I like this idea better than the space elevator although if we can do one than the other might be a logical next step. Bit ify.

Maybe we should work first on experimental airship communities that somehow can keep themselves elevated for long periods using constant supplies of fuel and whatever holds them up.
 
Perhaps one for science fiction at present - though possibly more plausible in other circumstances, such as around gas giants?

Floating cities in the upper cloud deck of gas giants are feasible. A spheroidal city shell would be stable, although you could make it more stable by going with a prolate spheroid shape. And as eggs have shown us, the shape can take a lot of compression without cracking. I think the cities would float at about the 1.5 bars level.
And the gravity, on Saturn for instance, would be about 1G. To see what that would look like, see here:

 
Nope. Not for me. I couldn't even go up Blackpool Tower last summer, waited on the good solid ground for my family most of an afternoon.
Double cheeseburgers help to pass the time
 
To be deep enough in atmosphere for residents to breath, while maintaining centre of gravity at geostationary (both seeming convenient off hand, although the geostationary less important - who cares if it zips through the air creating a continuous sonic boom?) the distance from centre of mass to nearest Earth approach would be thirty kilometres - for perhaps three or four layers of residence. And even then, atmospheric pressure is about Everest peak - need canned oxygen on hand. If you're going to build that far (with so much space that could be pressurised, I suppose) why not do the extra few kilometres and make it an orbital tower? Tensile strengths of the materials involved would be equivalent, and at least, we'd know its postal address, and it wouldn't be wandering over the equatorial region of the planet.

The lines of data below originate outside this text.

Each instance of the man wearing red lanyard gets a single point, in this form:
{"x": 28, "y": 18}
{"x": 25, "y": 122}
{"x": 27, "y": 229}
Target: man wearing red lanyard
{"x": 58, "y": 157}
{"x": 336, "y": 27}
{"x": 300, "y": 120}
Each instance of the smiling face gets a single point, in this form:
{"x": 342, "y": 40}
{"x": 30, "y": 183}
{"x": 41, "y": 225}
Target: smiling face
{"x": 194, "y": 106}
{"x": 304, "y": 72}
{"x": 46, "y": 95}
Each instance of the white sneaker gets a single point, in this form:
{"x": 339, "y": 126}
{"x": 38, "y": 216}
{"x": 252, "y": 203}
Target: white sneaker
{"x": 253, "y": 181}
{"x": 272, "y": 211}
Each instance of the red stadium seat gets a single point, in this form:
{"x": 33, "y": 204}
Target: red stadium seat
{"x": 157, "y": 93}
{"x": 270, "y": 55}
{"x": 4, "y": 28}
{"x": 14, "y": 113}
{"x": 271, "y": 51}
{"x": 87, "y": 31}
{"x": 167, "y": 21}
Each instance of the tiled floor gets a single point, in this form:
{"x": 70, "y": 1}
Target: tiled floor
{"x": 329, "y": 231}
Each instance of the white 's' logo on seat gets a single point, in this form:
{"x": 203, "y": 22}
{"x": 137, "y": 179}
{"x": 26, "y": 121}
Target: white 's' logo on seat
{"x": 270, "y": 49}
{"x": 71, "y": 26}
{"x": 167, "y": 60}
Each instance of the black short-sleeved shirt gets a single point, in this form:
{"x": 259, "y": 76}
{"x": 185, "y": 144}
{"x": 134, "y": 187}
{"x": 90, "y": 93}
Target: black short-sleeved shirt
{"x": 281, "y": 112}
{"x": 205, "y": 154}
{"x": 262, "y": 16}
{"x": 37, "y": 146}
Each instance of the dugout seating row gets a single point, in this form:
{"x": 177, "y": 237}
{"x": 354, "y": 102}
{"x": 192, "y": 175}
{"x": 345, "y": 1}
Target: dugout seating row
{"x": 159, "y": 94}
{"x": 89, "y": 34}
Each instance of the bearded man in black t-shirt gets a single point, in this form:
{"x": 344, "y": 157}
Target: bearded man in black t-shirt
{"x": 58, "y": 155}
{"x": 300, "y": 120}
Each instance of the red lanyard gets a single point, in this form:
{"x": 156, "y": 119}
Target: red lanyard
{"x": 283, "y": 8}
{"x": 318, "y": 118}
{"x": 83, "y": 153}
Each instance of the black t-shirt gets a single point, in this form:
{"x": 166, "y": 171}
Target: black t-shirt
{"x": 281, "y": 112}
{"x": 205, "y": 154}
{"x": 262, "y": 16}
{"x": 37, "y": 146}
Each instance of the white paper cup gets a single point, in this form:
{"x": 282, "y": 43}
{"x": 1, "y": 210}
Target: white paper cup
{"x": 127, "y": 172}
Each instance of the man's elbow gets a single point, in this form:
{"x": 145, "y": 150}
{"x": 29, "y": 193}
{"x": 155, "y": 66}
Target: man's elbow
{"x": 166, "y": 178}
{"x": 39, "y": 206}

Or put it in a lower orbit, with several towers, and rotate it round its asteroid, so just the bits of the 'arms' dipping into the atmosphere are traveling at the same speed as the air. Hooks on the ends collect airships and drag them up into orbit. Obviously the arms need pressurising and there's no parachute jumping, and you might not even be on an equatorial orbit, so what country you are over at any given time is - variable. Very variable.

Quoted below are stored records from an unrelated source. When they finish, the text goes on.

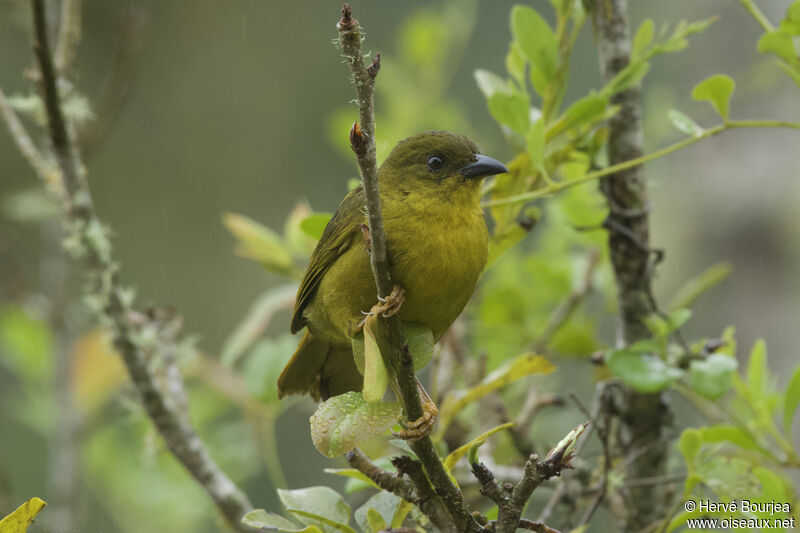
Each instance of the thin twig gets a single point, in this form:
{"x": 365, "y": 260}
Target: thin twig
{"x": 115, "y": 303}
{"x": 43, "y": 168}
{"x": 362, "y": 140}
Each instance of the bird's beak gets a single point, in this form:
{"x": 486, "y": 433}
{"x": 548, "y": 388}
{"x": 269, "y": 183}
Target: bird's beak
{"x": 482, "y": 167}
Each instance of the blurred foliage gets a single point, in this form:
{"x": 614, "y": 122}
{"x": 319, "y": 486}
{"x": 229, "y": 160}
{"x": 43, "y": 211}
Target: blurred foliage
{"x": 541, "y": 254}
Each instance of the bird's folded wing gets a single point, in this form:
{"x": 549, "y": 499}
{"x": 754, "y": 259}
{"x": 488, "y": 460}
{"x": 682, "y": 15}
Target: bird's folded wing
{"x": 343, "y": 228}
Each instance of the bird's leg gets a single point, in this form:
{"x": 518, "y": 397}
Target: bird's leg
{"x": 423, "y": 425}
{"x": 385, "y": 307}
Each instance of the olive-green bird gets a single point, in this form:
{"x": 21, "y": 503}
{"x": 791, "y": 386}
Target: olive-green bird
{"x": 430, "y": 187}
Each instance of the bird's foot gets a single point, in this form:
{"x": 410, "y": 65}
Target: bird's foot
{"x": 423, "y": 425}
{"x": 385, "y": 307}
{"x": 390, "y": 305}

But there is no time scale on this. Collecting a planetoid, putting it into Earth orbit and then stabilising the orbit will take many years, probably decades, and construction of the tower can't start until a fair percentage of that stabilisation is done - moving in will probably need to wait a century. You don't want to rush things if a minor miscalculation can drop a dinosaur killer somewhere on Earth, with more special effects than a disaster movie (and no retakes). I wouldn't like to be the insurance company guaranteeing payment for the damage it could do (assuming there are any survivors to claim their payments).
 
The trick is to insure that there are no survivors. I'd keep a few extra chunks of rock in orbit just as a fails-safe for that eventuality.
The lack of oxygen would be a trick and the length required to be low enough to parachute might make the entire support structure a bit stressed.
 
Maybe it could be combined with a space elevator? Anchored at the equator, it would help with positioning, while not interfering with the actual orbit. The elevator 'columb' wouldnt need the tensile strength associated with traditionaly planned SE's as the object orbiting is just a tether rather than having outward pull. The building could be built as a cylinder around the elevator cable. Makes supply and travel easier.
 
I would love to live there if they'd let me, I would even go and fetch the asteroid for them. At least in my mind. In reality I may very well not bother.
 
Well, when I say my belt...

I guess it belongs to everybody for the moment.
 
I would have thought another disadvantage to the concept is that the space-scraper would have to avoid any particularly high ground or structures. Any small change in course and your building might hit a mountain range!
 
I'm averse to urban life anyhow. I've lived in cities all but two of the years since graduating from college, but I like having a hard. But ideally, I'd like to live somewhere I can't see or hear my neighbors. With the space-scraper idea, you have the added disadvantage of being not even able to go outside. On the other hand, I've fantasized about the living in the bubble in Saturn's atmopshere idea ever since I read it might be possible, but in that scenario I'm obscenely rich and have a bubble or even suite of bubbles pretty much to myself.